Город в заливе: Откровения лжеца
Шрифт:
Смутно помнилось раннее детство, чистая, светлая квартира, и чистый круглый двор за окном -- это уже намного позже, годам к тринадцати, небо испортится, нахватается мусора, станет серым и неприветливым, а их дворы, их детские порталы в большой мир, припечатает грязноротая молва мрачным словом "колодец". Помнилась заботливая, усталая мама и вечно хмурый недовольный отец, ценитель Маяковского, заставляющий маленькую Алису наизусть читать его любимое: "Сливеют губы с холода, но губы шепчут в лад: "Через четыре года здесь будет город-сад!""
Школа сливается в одно вращающееся
Отец начинает пить -- кризис среднего возраста проявляется иногда и так. В такие вечера он делается шумен, криклив и самокритичен.
– - Вот та-ка-я я мразь, Нина, пони-ма-ешь?
– - пьяными слогами втолковывает он плачущей матери, стоя на распахнутом пороге их -- пока еще их -- съежившейся квартиры.
– - Пью! А почему пью? Потому что слабый я, поняла? Слабак, нич-то-жест-во!
На заводе его терпят. Увещевают, потом прорабатывают на партсобрании, даже домой приходят -- может, горе какое у человека? Но горя нет, кроме разбитого вдребезги мира и тоски по непонятному и неслучившемуся.
– - Какая ж ты умничка, Лиса, -- бормочет отец, укрыв голову ладонями и раскачиваясь на стуле, как скоморох. Горит один ночник, на кухне сидит тихо, как мышка, мама, по комнате носятся неясные тяжелые тени.
– - Не могу поверить, чтобы из моих... из меня вышло когда-то такое золотое дитя. Учись хорошо, ладно? Не как я. Главное -- не как я, понимаешь?
Алиса одеревенело сидит на кровати и молчит. Ей одновременно страшно, противно и почему-то стыдно.
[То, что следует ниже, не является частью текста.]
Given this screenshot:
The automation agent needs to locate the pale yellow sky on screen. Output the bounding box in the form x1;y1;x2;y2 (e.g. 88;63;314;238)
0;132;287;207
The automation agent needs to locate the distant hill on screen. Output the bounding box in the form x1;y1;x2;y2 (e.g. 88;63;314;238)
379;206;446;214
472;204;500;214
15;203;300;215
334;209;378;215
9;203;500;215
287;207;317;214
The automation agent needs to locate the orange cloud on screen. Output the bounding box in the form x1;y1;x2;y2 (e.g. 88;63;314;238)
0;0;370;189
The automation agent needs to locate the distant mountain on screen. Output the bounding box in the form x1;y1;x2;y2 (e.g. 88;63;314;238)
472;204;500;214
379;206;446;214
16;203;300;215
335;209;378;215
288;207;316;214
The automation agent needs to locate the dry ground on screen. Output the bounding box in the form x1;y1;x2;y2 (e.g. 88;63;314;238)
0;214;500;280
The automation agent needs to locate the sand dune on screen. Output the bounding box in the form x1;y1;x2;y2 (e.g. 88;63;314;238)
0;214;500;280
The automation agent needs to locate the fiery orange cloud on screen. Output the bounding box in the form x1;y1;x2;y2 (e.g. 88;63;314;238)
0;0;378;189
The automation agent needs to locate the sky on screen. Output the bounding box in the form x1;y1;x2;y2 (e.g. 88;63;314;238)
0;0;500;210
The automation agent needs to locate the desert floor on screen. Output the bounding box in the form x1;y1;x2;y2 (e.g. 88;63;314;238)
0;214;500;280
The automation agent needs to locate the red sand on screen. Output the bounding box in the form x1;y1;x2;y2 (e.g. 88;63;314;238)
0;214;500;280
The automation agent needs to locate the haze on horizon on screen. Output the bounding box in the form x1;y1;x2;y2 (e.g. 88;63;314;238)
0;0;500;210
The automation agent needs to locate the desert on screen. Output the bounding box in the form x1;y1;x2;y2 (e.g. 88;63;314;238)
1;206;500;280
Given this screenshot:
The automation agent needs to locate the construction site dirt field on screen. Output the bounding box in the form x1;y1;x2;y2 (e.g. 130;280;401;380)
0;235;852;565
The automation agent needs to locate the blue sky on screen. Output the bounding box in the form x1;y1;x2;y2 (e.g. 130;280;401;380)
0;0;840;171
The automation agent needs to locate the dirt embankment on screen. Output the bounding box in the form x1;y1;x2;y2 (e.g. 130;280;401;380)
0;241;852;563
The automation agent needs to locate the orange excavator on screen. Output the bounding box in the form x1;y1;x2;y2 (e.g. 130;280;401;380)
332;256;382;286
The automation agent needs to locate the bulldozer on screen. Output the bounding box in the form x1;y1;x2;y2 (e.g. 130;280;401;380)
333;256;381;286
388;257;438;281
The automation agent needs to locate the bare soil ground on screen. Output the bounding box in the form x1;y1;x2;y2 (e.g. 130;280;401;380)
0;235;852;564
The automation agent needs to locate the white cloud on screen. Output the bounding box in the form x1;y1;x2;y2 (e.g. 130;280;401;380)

Бывает же так, что кто-то позорится, а стыдно почему-то тебе?
– - Да...
– - продолжает кто-то внутри него, -- достался тебе не отец, а дрянь подзаборная. Слабохарактерное ба-ра-хло. Пью, а что делать? Такой уж я есть. Ты думала, небось, что я хороший, а оно вот как вывернулось. Обманул я тебя, получается. И мать тоже обманул. И кто ж я после этого? А?
Нет позора в том, чтобы быть слабым. Но быть жалким -- позор. А постоянно совать другим под нос собственную ничтожность, в надежде, что дадут тебе повод побыть еще жальче -- это со временем начинает вызывать только одно.
Презрение.
Отец вдруг рванулся к ней -- даже дернуться не успела -- порывисто, неловко обнял. От него пахло водкой, колбасой и бессильным отчаянием. Так она и запомнила. Алкоголь, чеснок. Безнадега.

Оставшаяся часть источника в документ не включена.